Rossi (Toscana) controcorrente: “Avrei preferito maggiore cautela”

Rossi (Toscana) controcorrente: “Avrei preferito maggiore cautela”

Rossi (Toscana) controcorrente: “Avrei preferito maggiore cautela”
“Avrei preferito maggiore cautela, ma sono sicuro che anche in questa nuova fase la Toscana riuscirà bene, e comunque meglio di tante altre regioni le quali, con alle spalle un quadro ben più drammatico, hanno fortissimamente voluto che si riaprisse tutto e subito e con il metro corto”, così il presidente della Toscana che annuncia comunque prossima ordinanza regionale in linea con l'acordo nazionale.

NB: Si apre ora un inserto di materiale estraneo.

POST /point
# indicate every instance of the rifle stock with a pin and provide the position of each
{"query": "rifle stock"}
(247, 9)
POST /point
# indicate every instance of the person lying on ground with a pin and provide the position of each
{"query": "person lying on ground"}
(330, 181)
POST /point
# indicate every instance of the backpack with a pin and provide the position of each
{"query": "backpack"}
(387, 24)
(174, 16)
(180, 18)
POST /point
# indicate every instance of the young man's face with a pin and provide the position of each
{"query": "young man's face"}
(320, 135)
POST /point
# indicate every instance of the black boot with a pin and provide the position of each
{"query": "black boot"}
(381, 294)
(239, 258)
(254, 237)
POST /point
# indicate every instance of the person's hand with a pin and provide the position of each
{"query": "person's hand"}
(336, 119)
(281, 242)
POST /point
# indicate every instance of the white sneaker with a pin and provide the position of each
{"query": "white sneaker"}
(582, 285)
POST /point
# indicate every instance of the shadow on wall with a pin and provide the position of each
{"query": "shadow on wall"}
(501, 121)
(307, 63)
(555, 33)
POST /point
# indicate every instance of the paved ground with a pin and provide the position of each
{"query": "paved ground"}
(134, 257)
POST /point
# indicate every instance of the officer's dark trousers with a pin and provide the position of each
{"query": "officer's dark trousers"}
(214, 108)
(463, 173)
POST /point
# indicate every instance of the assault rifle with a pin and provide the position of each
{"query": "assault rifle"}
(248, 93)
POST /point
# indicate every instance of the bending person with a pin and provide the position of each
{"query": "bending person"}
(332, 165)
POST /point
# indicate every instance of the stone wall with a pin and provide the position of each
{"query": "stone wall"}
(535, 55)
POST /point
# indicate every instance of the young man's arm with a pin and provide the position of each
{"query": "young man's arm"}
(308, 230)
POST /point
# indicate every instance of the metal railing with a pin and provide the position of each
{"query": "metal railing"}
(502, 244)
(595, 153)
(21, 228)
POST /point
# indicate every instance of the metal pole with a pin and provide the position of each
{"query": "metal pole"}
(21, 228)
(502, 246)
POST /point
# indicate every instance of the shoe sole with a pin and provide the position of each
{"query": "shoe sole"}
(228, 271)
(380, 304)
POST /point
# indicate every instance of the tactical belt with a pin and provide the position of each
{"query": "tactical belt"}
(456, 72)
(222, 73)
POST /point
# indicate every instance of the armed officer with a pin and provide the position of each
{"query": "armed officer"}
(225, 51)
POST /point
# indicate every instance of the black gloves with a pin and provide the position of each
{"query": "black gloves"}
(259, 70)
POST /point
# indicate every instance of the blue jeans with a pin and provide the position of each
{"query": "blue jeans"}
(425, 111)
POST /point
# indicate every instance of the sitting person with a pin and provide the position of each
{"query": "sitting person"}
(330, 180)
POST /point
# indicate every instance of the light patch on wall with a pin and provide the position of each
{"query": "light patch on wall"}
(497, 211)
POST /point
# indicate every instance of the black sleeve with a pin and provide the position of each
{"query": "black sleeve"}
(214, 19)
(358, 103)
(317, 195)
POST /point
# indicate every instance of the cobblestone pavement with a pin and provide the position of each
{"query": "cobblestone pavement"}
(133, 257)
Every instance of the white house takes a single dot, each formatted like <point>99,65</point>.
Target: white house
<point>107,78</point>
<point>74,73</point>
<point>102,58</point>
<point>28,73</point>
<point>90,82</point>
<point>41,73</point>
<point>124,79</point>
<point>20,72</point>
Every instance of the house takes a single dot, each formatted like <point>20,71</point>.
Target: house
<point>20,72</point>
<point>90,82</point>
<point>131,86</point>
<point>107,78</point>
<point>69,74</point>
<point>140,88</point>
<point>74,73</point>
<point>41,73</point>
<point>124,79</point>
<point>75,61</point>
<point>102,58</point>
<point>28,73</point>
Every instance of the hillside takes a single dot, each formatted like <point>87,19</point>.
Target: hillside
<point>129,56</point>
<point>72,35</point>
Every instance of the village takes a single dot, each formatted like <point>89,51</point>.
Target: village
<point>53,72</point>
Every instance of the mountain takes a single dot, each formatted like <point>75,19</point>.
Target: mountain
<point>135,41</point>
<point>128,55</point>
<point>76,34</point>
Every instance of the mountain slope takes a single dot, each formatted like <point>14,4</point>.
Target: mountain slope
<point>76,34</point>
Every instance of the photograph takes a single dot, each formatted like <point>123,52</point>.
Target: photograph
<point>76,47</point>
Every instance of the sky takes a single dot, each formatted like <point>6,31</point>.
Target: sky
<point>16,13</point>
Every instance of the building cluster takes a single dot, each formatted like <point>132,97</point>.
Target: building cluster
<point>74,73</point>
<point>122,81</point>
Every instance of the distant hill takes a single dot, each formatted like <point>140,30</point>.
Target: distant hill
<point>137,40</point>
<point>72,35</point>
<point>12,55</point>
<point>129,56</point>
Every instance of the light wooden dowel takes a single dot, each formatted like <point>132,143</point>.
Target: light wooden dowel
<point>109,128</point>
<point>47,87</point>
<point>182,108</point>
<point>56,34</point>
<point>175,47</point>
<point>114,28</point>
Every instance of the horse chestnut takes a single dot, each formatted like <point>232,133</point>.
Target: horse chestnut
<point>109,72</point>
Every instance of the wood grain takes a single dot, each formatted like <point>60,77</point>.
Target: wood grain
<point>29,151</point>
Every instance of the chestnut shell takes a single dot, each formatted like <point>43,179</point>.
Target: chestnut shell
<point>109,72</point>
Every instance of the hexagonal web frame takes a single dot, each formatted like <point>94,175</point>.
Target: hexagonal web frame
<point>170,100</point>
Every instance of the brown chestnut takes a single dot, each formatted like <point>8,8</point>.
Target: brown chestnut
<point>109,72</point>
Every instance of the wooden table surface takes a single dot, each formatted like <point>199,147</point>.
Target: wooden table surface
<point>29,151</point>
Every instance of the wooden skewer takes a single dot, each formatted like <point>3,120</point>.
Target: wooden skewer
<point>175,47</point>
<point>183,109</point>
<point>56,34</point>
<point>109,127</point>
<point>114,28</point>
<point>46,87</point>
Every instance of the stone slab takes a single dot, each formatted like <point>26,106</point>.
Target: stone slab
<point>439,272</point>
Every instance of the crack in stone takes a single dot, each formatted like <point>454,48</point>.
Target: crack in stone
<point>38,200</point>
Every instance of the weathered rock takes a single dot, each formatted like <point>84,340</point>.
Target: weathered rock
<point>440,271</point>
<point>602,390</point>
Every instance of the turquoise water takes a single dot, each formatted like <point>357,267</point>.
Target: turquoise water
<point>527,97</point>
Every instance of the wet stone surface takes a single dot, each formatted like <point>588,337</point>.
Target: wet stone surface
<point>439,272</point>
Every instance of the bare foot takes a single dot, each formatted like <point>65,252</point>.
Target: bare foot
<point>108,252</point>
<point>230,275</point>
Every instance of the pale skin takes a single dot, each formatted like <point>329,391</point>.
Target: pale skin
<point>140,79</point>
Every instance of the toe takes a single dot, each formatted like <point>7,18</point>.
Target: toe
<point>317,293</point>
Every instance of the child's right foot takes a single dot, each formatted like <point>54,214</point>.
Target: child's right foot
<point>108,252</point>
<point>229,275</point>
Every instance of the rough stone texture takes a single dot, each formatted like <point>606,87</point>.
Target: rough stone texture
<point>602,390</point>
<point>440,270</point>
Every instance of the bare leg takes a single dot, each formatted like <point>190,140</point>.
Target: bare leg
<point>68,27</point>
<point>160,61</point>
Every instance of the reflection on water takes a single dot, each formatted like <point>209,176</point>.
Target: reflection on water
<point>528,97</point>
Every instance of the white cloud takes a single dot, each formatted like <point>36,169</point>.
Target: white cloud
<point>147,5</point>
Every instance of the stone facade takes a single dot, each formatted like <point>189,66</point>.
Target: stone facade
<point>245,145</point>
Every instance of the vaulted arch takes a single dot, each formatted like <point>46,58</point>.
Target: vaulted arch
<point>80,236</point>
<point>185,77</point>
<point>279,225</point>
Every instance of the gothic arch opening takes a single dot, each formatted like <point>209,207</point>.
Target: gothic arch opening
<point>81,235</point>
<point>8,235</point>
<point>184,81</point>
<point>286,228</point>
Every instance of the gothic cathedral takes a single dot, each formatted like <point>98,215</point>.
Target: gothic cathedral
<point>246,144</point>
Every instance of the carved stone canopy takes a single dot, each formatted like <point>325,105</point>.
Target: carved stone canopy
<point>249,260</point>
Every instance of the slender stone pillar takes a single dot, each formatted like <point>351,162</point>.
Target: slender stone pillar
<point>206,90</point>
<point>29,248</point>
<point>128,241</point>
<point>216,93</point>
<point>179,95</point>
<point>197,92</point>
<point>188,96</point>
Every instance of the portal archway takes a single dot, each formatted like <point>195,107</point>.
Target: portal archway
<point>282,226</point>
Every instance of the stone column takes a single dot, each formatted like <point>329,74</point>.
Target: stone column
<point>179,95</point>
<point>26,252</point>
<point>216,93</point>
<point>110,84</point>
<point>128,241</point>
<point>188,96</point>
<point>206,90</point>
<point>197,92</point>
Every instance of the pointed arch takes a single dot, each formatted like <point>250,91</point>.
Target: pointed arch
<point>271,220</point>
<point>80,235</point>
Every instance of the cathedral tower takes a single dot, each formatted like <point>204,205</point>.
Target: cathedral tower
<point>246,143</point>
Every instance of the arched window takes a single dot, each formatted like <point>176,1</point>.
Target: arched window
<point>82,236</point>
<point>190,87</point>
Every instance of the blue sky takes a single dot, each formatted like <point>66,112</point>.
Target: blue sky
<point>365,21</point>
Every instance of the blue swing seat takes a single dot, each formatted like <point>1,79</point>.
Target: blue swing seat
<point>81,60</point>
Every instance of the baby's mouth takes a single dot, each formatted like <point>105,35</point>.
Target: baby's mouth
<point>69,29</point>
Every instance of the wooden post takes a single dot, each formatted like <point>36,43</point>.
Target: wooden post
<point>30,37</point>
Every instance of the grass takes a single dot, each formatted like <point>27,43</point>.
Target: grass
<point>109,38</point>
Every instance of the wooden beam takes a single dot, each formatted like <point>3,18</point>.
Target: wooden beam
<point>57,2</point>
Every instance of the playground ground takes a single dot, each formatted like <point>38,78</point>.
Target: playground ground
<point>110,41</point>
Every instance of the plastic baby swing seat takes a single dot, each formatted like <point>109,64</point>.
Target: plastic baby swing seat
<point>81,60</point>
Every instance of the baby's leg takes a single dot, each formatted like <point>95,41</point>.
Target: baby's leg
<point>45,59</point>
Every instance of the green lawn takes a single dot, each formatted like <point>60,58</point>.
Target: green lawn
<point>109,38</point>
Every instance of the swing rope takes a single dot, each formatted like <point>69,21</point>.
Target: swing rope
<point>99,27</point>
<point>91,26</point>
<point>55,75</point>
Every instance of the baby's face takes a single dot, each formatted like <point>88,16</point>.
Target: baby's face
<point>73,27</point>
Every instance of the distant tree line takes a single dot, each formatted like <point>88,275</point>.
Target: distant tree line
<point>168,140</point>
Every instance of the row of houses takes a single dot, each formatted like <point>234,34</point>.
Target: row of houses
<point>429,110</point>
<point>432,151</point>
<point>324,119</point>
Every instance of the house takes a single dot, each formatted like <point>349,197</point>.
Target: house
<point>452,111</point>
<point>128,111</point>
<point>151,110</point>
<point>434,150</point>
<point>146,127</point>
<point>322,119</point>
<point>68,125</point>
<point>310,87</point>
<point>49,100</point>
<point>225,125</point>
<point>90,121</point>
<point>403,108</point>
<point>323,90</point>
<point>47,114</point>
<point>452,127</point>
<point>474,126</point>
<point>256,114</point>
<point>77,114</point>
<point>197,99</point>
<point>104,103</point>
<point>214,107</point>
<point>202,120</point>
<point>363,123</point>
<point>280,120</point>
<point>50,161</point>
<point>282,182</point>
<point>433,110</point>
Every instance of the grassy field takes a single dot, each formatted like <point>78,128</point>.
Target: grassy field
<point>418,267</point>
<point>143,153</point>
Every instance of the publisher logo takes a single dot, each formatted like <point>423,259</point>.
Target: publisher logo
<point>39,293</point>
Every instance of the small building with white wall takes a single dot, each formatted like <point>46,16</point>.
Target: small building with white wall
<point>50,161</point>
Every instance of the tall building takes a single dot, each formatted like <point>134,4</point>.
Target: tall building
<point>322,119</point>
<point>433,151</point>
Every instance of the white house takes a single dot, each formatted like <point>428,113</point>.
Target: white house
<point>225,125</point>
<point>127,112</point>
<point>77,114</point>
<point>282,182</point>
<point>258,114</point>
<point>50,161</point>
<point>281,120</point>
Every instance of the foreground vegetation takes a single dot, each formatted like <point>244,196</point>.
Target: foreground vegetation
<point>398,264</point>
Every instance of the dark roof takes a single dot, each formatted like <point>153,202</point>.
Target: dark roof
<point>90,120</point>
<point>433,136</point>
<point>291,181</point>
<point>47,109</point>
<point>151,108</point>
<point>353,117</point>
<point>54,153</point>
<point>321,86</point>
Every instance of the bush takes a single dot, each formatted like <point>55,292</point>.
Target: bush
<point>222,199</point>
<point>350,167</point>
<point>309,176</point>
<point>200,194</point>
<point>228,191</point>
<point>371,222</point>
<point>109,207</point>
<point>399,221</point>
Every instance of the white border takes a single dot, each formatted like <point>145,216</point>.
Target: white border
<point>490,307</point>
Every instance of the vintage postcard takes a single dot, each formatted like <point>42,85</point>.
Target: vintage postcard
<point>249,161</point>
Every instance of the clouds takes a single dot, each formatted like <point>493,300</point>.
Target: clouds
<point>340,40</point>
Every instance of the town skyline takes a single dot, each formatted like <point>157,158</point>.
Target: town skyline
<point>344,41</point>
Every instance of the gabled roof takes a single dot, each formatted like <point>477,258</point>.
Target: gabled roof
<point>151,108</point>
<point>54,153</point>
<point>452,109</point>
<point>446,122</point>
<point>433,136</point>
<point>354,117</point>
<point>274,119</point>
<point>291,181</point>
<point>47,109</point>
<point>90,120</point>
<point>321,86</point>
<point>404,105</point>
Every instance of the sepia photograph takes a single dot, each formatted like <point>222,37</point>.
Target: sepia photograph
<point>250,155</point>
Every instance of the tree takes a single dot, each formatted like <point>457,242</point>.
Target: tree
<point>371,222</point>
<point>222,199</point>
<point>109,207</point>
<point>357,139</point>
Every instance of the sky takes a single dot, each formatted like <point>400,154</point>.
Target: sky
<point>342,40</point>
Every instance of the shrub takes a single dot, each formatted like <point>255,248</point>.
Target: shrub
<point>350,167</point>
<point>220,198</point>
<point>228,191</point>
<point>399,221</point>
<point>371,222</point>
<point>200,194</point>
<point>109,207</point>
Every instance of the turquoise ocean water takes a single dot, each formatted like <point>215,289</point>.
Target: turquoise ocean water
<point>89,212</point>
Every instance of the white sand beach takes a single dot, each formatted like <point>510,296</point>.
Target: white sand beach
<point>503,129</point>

“Diversamente dalle decisioni, comunicate dal presidente Conte ieri mattina, di una ripartenza graduale e di una distanza di due metri per molte attività, ieri sera il governo ha deciso la svolta. O meglio, un vero contrordine. La distanza si è ridotta notevolmente, ad un solo metro, e l’elenco delle attività da riaprire si è allungato, praticamente a tutte e subito”, così il presidente della Regione Toscana Enrico Rossi, sulla sua pagina facebook all'indomani dell'accordo tra Governo e Regioni su come gestire la fine del lockdown da lunedì prossimo.
 
“La mia opinione – scrive Rossi – era e resta diversa ma non voglio che la Toscana sia penalizzata rispetto ad quadro nazionale di cui comunque tra poco tempo, quando a fine mese la circolazione tra regioni tornerà libera, finirebbe per risentire annullando gli effetti di eventuali interventi a favore di una maggiore sicurezza”.
 
“I nostri dati sono migliori rispetto a quelli di tante regioni sia in termini di mortalità sia in termini di diffusione e controllo del contagio. Pertanto, oggi, appena saremo in possesso delle disposizioni nazionali, adotteremo, allineandoci con esse, le ordinanze regionali in Toscana”, aggiunge sottolineando che “restano a tutela generale della salute due elementi fondamentali: la nostra consapevolezza di cittadini nell’assumere comportamenti appropriati che evitino quanto più possibile la diffusione dei contagi e la capacità del servizio sanitario regionale di individuare e isolare i casi positivi”
 
“Avrei preferito maggiore cautela, ma sono sicuro che anche in questa nuova fase la Toscana riuscirà bene, e comunque meglio di tante altre regioni le quali, con alle spalle un quadro ben più drammatico, hanno fortissimamente voluto che si riaprisse tutto e subito e con il metro corto. Pur nella consapevolezza delle oggettive difficoltà della situazione, l’impressione è che si proceda a colpi di strambate, a cambiamenti repentini: prima chiusure tardive e blande per certe realtà, poi blocchi totali a prescindere da ogni altra valutazione e infine aperture che preannunciano e spingono verso una normalità che purtroppo non esiste ancora”, scrive ancora il presidente della Toscana.
 
“Il mio timore – conclude è che così finiamo per lasciare sul campo effetti più pesanti di altri paesi, sia sul piano della salute che su quello economico. Mi auguro sinceramente che non si debba tornare indietro. E che la ripresa delle attività sia realmente anche una ripresa economica. Ma questo è un altro argomento”.